Diakui Umri, dia kecewa atas lambannya proses hukum tersebut. Dia menerangkan, pihak kepolisian ketika ditanyakan perkembangan laporan itu selalu berkilah.
“Dulu, ketika dikonfirmasi perkembangan kasusnya, pihak Polres Rohul bilang terhambat karena sedang pandemi. Sekarang, ketika sudah penerapan adaptasi kenormalan baru, juga sama saja. Gak ada perkembangannya juga kok,” ungkap Umri pada Selasa (08/09/2020).
Lebih disayangkan, laporan yang diajukan secara tertulis itu saban ditanyakan selalu dijawab pihak Polres Rohul secara lisan.
“Kalau sekedar menjawab-jawab begitu, orang-orang di pasar pun bisa.

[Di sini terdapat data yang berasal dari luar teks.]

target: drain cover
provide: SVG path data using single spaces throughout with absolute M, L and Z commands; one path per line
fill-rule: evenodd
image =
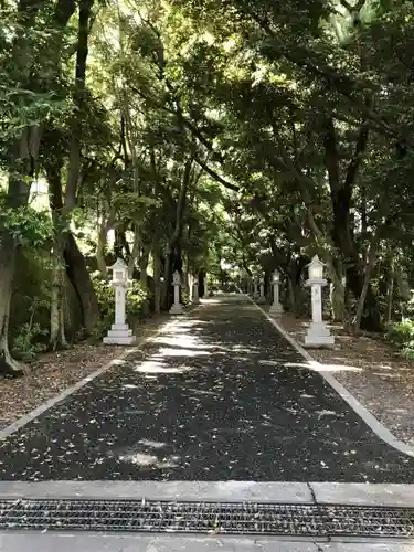
M 0 529 L 200 532 L 293 537 L 414 537 L 414 508 L 0 500 Z

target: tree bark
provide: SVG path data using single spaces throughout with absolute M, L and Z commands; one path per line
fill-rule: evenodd
M 79 251 L 72 232 L 68 232 L 66 236 L 64 258 L 67 277 L 81 304 L 84 328 L 88 333 L 92 333 L 100 320 L 99 306 L 86 267 L 85 257 Z
M 50 347 L 53 351 L 67 347 L 65 337 L 64 298 L 65 298 L 65 262 L 64 262 L 64 233 L 62 210 L 62 167 L 63 160 L 57 158 L 46 167 L 49 183 L 49 203 L 53 222 L 52 259 L 52 293 L 50 308 Z
M 26 43 L 26 33 L 34 28 L 36 14 L 43 8 L 44 3 L 42 0 L 20 0 L 18 4 L 18 22 L 21 32 L 17 34 L 12 57 L 15 62 L 15 70 L 25 78 L 29 76 L 28 67 L 32 63 L 31 52 Z M 59 71 L 62 31 L 67 25 L 68 20 L 75 11 L 75 7 L 74 0 L 59 0 L 53 12 L 52 26 L 54 32 L 51 33 L 50 42 L 45 46 L 51 59 L 51 79 Z M 41 131 L 39 125 L 24 128 L 20 139 L 15 140 L 12 148 L 14 161 L 10 167 L 7 195 L 7 204 L 11 209 L 19 209 L 28 204 L 31 187 L 28 183 L 28 179 L 31 182 L 35 173 Z M 21 375 L 23 370 L 20 364 L 12 360 L 8 343 L 9 311 L 18 244 L 7 229 L 1 229 L 1 241 L 0 370 L 10 375 Z
M 358 332 L 360 327 L 361 327 L 361 319 L 362 319 L 362 314 L 363 314 L 363 309 L 365 306 L 368 289 L 370 286 L 371 274 L 372 274 L 372 269 L 374 267 L 375 261 L 376 261 L 376 250 L 378 250 L 379 242 L 380 242 L 380 236 L 379 236 L 379 230 L 378 230 L 376 233 L 372 236 L 370 250 L 368 252 L 368 263 L 367 263 L 367 268 L 365 268 L 363 286 L 362 286 L 360 299 L 358 301 L 355 319 L 353 322 L 353 329 L 355 332 Z
M 168 243 L 167 252 L 166 252 L 166 263 L 164 263 L 164 282 L 163 282 L 163 289 L 162 289 L 162 308 L 164 310 L 168 310 L 170 307 L 170 297 L 171 294 L 169 293 L 171 289 L 171 282 L 172 282 L 172 273 L 173 273 L 173 261 L 174 261 L 174 253 L 176 250 L 179 245 L 179 242 L 181 240 L 182 235 L 182 229 L 183 229 L 183 223 L 184 223 L 184 211 L 185 211 L 185 202 L 187 202 L 187 191 L 190 185 L 190 178 L 191 178 L 191 167 L 192 167 L 192 159 L 188 159 L 184 166 L 184 171 L 183 171 L 183 177 L 181 180 L 180 184 L 180 192 L 179 197 L 177 200 L 177 210 L 176 210 L 176 229 L 174 232 L 172 233 L 172 236 Z
M 24 374 L 23 367 L 12 359 L 9 350 L 9 314 L 15 264 L 15 247 L 10 235 L 4 234 L 0 248 L 0 373 L 8 378 Z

Namun, yang kita minta itu kan ketegasan proses hukumnya, dan kita berharap Polda Riau menindaklanjutinya,” sebutnya.
“Jika memang Polres Rohul tak mampu memberikan kepastian hukum, kita akan tarik laporan segera dan melaporkan ulang ke Polda Riau, Kan begitu,” tegasnya.
Terpisah, ketika Kasat Reskrim Polres AKP Renly Labolaang saat hendak dikonfirmasi minggu lalu terkesan mengelak.
Pasalnya, saat dijumpai di Polres Rokan Hulu, kasat tak memberi ruang untuk dikonfirmasi terkait kelanjutan kasus itu.
Hingga berita ini dirilis, tak ada satupun keterangan yang bisa dihimpun dari Kasat Reskrim Polres Rokan Hulu terkait perkembangan laporan LSM Bara Api Cabang Rokan Hulu tersebut.